Fictional Shakespearean History in The Book of Air and Shadows

I appear to have inadvertently started a trend of posting book reviews on Fridays. Just in time to give you ideas of something to read over the weekend! I am thinking only of you, dear reader. Anyway, this week’s book is something I actually read back in March but hadn’t gotten around to writing about: The Book of Air and Shadows, by Michael Gruber. It’s actually a pretty good choice to follow my review of The Historian, because it’s another story where the present and the past end up intertwined and the main characters have to chase their goal through history as well as geography.

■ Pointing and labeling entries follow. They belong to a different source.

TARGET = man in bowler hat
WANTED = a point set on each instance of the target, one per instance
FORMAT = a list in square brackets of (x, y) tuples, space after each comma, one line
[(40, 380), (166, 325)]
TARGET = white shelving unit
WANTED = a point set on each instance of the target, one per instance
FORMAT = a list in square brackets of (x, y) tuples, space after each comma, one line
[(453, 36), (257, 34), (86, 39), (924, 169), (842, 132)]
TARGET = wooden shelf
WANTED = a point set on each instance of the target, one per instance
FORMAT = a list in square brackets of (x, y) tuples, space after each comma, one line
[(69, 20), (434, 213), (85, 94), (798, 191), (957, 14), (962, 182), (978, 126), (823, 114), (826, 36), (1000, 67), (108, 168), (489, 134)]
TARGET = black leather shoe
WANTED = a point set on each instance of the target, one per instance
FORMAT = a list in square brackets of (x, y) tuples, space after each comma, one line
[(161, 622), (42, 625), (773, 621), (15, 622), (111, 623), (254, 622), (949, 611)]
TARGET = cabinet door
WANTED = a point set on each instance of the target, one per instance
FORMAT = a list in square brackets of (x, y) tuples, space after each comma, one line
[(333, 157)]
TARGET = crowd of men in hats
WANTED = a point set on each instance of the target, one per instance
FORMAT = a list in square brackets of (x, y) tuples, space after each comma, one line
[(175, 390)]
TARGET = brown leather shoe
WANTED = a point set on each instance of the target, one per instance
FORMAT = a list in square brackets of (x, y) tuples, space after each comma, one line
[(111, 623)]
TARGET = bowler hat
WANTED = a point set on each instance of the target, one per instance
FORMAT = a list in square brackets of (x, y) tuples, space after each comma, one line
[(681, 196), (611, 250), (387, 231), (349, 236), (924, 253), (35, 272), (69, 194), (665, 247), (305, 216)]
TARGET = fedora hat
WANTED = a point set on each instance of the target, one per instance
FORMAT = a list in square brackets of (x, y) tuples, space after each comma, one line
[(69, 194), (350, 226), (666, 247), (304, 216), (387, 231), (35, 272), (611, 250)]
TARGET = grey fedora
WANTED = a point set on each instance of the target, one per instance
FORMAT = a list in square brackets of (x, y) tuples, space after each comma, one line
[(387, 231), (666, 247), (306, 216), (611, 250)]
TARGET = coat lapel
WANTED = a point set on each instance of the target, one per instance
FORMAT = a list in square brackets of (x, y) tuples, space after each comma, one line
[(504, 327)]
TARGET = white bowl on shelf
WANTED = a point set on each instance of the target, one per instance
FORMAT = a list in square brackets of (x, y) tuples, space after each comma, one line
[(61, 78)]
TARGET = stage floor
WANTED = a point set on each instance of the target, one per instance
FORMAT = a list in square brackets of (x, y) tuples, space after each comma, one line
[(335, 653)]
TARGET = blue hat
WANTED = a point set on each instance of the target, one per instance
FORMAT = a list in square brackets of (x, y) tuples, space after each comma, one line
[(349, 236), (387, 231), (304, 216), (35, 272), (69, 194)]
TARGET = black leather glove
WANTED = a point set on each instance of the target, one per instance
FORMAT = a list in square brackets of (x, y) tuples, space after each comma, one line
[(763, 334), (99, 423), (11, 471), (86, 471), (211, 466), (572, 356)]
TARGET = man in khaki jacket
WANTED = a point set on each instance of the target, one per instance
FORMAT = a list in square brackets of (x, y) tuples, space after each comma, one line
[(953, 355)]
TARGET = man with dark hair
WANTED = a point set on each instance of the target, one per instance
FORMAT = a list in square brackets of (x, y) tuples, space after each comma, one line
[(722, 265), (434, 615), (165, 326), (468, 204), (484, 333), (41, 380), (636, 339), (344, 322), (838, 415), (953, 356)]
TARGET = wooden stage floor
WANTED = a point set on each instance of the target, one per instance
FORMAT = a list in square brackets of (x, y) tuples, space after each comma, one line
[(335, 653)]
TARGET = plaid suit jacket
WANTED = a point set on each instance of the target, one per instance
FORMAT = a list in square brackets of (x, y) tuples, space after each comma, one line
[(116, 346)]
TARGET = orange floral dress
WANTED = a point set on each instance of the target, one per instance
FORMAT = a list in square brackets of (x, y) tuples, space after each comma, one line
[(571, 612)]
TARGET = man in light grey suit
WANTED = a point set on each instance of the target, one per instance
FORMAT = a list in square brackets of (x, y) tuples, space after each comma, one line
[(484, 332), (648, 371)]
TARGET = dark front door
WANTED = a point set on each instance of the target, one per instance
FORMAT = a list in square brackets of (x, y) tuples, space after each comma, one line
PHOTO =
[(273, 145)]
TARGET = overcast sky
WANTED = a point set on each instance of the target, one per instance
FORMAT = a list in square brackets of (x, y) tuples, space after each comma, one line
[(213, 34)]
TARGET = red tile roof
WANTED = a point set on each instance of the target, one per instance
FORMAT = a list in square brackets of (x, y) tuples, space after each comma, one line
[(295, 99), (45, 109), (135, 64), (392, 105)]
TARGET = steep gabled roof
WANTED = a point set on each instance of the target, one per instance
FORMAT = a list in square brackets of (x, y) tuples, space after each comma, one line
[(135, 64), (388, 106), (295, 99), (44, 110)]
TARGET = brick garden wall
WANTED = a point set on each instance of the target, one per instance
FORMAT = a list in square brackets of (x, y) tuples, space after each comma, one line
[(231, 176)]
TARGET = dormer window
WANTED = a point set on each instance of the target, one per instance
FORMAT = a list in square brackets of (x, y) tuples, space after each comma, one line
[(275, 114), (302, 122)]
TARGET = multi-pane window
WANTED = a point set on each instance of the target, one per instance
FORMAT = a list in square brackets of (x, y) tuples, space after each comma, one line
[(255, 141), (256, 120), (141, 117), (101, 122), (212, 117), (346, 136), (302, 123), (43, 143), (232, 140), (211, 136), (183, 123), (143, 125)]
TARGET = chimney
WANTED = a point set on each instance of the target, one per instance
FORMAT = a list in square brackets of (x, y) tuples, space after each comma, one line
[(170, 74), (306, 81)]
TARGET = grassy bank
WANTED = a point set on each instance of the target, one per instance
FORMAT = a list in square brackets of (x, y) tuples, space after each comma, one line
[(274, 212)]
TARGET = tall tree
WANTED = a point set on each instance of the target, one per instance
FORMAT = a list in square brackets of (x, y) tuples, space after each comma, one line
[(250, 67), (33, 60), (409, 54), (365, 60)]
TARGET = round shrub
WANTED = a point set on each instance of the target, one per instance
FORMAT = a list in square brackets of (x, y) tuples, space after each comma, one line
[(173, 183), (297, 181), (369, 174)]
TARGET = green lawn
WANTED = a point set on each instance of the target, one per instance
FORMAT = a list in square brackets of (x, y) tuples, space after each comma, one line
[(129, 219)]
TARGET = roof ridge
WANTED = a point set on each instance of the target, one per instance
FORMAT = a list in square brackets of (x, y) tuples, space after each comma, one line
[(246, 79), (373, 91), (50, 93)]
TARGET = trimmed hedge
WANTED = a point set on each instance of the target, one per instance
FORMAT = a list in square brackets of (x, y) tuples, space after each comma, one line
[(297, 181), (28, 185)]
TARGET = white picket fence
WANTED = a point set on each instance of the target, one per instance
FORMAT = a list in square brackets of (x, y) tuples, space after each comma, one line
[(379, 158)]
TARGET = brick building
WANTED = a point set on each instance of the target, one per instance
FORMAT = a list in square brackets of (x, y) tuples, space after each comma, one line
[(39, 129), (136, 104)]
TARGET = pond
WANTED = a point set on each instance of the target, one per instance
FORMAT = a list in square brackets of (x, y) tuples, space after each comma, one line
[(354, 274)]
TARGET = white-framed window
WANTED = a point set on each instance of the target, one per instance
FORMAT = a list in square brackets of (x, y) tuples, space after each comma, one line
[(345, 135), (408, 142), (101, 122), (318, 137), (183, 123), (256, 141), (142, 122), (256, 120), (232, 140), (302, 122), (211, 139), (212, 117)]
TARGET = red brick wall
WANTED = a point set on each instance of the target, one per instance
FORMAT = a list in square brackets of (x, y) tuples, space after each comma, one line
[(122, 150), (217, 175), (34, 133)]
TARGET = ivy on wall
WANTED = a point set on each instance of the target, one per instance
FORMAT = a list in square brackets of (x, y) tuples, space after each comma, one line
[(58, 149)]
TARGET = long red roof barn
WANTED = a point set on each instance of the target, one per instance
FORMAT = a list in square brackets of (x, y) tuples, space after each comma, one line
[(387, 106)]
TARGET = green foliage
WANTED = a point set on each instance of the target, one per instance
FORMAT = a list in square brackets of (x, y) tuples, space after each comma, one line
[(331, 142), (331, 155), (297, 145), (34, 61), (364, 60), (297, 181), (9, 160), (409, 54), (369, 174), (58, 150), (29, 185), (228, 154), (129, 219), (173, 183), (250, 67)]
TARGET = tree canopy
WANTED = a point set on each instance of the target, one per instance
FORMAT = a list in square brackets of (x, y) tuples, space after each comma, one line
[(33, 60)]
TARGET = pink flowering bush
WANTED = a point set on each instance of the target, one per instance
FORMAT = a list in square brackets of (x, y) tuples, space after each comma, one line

Also similarly, this story has multiple but converging storylines. In this case, the adventure starts when one of our main characters, Jake Mishkin, an IP lawyer, is given a document by a Shakespearean scholar from a local college, who came to him for some advice. Mishkin thought the guy’s request was a little odd, but put the document in the law firm’s safe and goes on with his day. Then the scholar turns up tortured to death.

Now we must take a trip slightly into the past and learn a bit more about the documents. The documents were found under the cover of an antique book being taken apart by a bookbinder and her reluctant assistant, the shop computer guy (and aspiring filmmaker), after the book gets water-damaged in a fire. The assistant has to watch the books pages as they dry, and whiles away his time by looking at the padding pages from under the cover. He thinks he spots a name that looks suspiciously like “Shakespeare.” The bookbinder doesn’t believe him, but eventually they take it to the scholar for confirmation. He tells them it is of no importance, buys it from them cheap, then excitedly takes it to Mishkin. Who suddenly finds himself being chased by Russian gangsters.

Fortunately, the filmmaker and the bookbinder had made copies and turned them into an encrypted file. The documents turn out to be letters from a Puritan spy, reporting back to his lord about whether or not Shakespeare, a suspected Papist, is going to take the bait and write a play that will get him convicted of treason. The letters are revealed bit by bit throughout the book, eventually giving clues to the location of this supposedly lost, handwritten, never-performed manuscript of Shakespeare.

As the gangsters grow more and more determined to find the clues and the manuscript, Mishkin, the bookbinder, and the filmmaker eventually all find themselves thrown together in the search. But wait! It turns out the scholar who started it all had already been fooled by a forgery once before, and the forger has confessed to this new stunt as well. Is any of this real? There turn out to be any number of ideal places for a double-cross, or two, or three as the plot unwinds, which keeps the reader, and the characters, guessing pretty much right until the end.

In addition to all the (sometimes over-the-top) suspense, intrigue, and drama, the book is also peppered with facts about antique books, forgery, movie making, and cryptography, not to mention interesting bits of Shakespeare history and controversy. It was, overall, a fun and fairly fast read. I’m looking forward to finally getting to read Gruber’s next book, The Forgery of Venus. I apologize if this review seemed a bit disjointed, but I assure you that all the pieces do fit together in the story. I just don’t want to give too much away, and it’s kind of hard to pick and choose from such an intricately plotted book.

Have you already read it? What did you think?